Algunas nociones conceptuales: masculinidades hegemónicas, dominación masculina, “pedagogías de la crueldad” y rituales para hacerse varón.

Los distintos discursos que circulan en la sociedad –culturales, políticos, estéticos, morales, entre otros- suelen naturalizar (o tomar como afirmaciones)  al conjunto de atributos e ideas respecto de lo que es ser varón cis y de lo que es ser mujer cis, como también de lo que se espera de cada cual, qué actitudes, modales e incluso posturas corporales deben adoptar y qué roles sociales deben cumplir o qué capacidades tienen para desempeñarlos. Al mismo tiempo, se construyen representaciones colectivas adecuadas a los géneros que definen criterios de normalidad (o sea, de lo que es normal que sea o haga un varón o una mujer). Los géneros, sus roles y expresiones son instituciones o construcciones sociales que se sostienen sobre lo biológico, y en las que se  asignan cualidades o significaciones de lo que cada cultura y sociedad construye como “lo masculino” y “lo femenino”. 

Fuente: Wikimedia Commons

Los modos socialmente admitidos de ser mujer cis o varón cis, asentados sobre la heteronorma, han cambiado con el tiempo y, con ellos, las nociones de masculinidad y feminidad. 
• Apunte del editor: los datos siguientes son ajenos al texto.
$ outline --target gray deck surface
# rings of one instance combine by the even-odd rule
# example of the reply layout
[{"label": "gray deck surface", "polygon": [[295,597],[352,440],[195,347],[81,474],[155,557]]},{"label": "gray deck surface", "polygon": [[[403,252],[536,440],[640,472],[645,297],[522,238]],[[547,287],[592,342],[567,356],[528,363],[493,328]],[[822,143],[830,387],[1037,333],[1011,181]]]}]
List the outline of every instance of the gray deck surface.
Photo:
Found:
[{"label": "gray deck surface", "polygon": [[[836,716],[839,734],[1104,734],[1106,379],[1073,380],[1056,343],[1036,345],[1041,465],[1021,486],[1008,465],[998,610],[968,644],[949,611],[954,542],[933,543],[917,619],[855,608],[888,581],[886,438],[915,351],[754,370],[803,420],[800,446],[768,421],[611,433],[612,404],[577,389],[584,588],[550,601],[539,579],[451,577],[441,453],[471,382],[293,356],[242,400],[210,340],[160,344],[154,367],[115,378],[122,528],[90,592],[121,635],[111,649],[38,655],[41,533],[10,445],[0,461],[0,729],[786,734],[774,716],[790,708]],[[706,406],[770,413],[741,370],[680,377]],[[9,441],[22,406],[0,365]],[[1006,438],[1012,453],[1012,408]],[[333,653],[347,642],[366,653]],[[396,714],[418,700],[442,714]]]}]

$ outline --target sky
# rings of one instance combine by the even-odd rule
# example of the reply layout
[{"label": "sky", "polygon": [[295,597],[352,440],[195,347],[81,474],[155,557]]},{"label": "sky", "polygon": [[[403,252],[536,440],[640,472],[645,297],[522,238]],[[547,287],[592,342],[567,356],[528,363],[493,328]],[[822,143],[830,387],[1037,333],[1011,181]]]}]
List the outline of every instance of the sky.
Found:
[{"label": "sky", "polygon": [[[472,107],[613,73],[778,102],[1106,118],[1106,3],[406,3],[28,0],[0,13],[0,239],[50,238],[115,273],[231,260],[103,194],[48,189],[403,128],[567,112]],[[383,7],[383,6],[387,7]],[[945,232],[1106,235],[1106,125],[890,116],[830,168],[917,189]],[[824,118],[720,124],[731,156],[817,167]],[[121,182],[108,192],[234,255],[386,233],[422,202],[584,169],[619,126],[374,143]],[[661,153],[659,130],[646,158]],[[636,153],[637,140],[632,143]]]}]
Según la tesis desarrollada por Silvia Federici en Calibán y la bruja. Mujeres y acumulación originaria¹, en las sociedades occidentales, particularmente a partir del surgimiento del capitalismo, se produce una nueva división sexual del trabajo, donde los varones cis asumen el rol de la manutención económica de la familia, trabajan fuera de la casa y relegan a las mujeres cis al hogar y al cuidado de las hijas e hijos (producción y reproducción de la fuerza de trabajo no reconocido salarialmente).  Al mismo tiempo, emergen ciertas nociones de ser hijo, padre, compañero, macho, “sexo fuerte”, amante, como formas predominantes de ser varón frente a ser hija, madre, “sexo débil”, sujeto no deseante, casta, pasiva y sumisa como formas de ser mujer. De ese modo, el mundo se divide de una manera básica y dual donde se coloca a las mujeres en situaciones de asimetría, ocultamiento y desvalorización dentro de un orden social regido y dominado por los varones y lo masculino.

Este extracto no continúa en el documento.